Kworb
- Website type: Music-analytics service
- Available in: English
- Website: kworb.net;
- Commercial: Yes
- Registration: None
- Launched: February 2012; 14 years ago^{[better source needed]}
- Current status: Active

= Kworb =

Music data aggregation website

Kworb is an independent online music‑data aggregation service that compiles chart and streaming information from publicly available sources. Launched in 2012, it provides free summary charts and rankings derived from platforms such as Spotify, Apple Music, YouTube, Shazam, Deezer, and Mediabase for radio airplay data. The site is maintained by its creator and has been described as a “no‑frills” resource that offers a quick view of regional and global chart performance.

==Background and features==
Kworb was created in February 2012 as a hobby project. It hosts a variety of charts‑based summaries, including daily and weekly global charts, regional streaming rankings and an all‑time chart of the most‑streamed songs. It features a “Global Digital Artist Ranking,” which aggregates an artist’s performance across multiple digital music and streaming services. The Belmont University Library’s music‑business research guide recommends Kworb for quick daily or weekly insights into digital music charts.

==Usage and reception==
Kworb’s aggregated statistics have been frequently cited by journalists. The analytics firm Chartmetric lists Kworb among useful free tools and notes that it provides summary chart data from Spotify, Apple Music, Shazam, Deezer, YouTube, radio and U.S. sales sources. News outlets have used Kworb’s data to report streaming milestones: the website NextShark, for example, credited Kworb for showing that BTS had surpassed 38 billion streams on Spotify, and provided individual streaming counts for songs such as “Dynamite” with 1.8 billion plays. Other publications that have cited Kworb in their articles include the BBC, Loudwire Rolling Stone, and Screen Rant. Researchers have also drawn on Kworb’s weekly charts to model how songs gain or lose popularity over time.

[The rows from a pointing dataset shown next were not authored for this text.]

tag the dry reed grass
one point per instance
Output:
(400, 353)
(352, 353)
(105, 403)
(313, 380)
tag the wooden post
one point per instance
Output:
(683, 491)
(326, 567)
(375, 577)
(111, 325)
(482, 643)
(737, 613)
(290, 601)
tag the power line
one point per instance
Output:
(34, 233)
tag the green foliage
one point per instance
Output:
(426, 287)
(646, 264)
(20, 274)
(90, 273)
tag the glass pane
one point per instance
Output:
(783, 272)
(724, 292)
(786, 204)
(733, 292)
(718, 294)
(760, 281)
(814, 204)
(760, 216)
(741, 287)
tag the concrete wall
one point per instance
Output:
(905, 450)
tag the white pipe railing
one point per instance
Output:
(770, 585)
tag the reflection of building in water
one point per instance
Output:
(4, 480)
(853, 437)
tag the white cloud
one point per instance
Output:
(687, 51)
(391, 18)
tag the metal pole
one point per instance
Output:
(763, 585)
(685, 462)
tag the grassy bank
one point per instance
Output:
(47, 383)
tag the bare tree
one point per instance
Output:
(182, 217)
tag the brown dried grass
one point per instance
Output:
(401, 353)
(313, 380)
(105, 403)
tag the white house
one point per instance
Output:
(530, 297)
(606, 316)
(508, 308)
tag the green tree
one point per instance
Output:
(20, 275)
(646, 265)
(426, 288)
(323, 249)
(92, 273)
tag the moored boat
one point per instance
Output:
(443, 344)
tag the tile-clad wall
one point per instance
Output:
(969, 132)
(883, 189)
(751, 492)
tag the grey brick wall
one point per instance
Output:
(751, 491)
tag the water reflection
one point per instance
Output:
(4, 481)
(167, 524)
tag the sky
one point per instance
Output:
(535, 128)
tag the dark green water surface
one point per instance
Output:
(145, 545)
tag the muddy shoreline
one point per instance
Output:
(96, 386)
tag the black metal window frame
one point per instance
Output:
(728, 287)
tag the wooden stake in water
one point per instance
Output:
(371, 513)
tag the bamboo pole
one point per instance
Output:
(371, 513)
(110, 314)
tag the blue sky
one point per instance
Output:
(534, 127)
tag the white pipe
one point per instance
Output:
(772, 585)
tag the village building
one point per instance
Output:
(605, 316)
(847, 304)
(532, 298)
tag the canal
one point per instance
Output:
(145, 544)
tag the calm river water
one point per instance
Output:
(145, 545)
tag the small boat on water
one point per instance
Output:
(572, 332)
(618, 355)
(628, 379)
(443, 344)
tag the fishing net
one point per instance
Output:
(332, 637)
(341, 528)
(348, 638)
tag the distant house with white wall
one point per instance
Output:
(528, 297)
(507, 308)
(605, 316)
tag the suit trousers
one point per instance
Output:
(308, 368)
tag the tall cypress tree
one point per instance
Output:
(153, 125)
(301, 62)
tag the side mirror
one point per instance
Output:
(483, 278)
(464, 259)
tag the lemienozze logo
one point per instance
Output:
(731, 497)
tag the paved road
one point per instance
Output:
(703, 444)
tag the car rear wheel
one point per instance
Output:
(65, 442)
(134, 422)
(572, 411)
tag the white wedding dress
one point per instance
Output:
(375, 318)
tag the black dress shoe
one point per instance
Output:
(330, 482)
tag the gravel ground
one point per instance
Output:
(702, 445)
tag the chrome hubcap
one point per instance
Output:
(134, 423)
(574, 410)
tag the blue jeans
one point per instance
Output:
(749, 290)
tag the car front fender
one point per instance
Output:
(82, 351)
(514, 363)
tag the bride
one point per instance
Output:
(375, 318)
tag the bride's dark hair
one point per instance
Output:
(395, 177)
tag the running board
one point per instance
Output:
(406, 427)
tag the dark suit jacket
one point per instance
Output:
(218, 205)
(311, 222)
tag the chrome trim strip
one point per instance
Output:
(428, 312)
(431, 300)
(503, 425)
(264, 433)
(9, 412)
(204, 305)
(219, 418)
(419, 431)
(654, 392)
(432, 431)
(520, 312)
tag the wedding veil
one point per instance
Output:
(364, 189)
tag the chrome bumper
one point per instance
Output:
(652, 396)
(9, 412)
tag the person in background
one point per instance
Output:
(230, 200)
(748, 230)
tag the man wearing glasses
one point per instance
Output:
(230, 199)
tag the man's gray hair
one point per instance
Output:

Despite these references, coverage of the site itself is limited. Most articles use statistics from Kworb as convenient data points rather than discussing the service in depth. Industry commentary positions it as a quick snapshot for enthusiasts rather than a comprehensive analytics service.

==Reliability==
Kworb does not publish a full methodology for its “popularity” values and labels some of its figures as estimates. Despite this, its data is commonly used to illustrate the popularity of certain songs or artists in secondary reporting. (Note: Attributed to mention of "Kworb" in articles by the BBC, Loudwire, Rolling Stone, and Screen Rant.)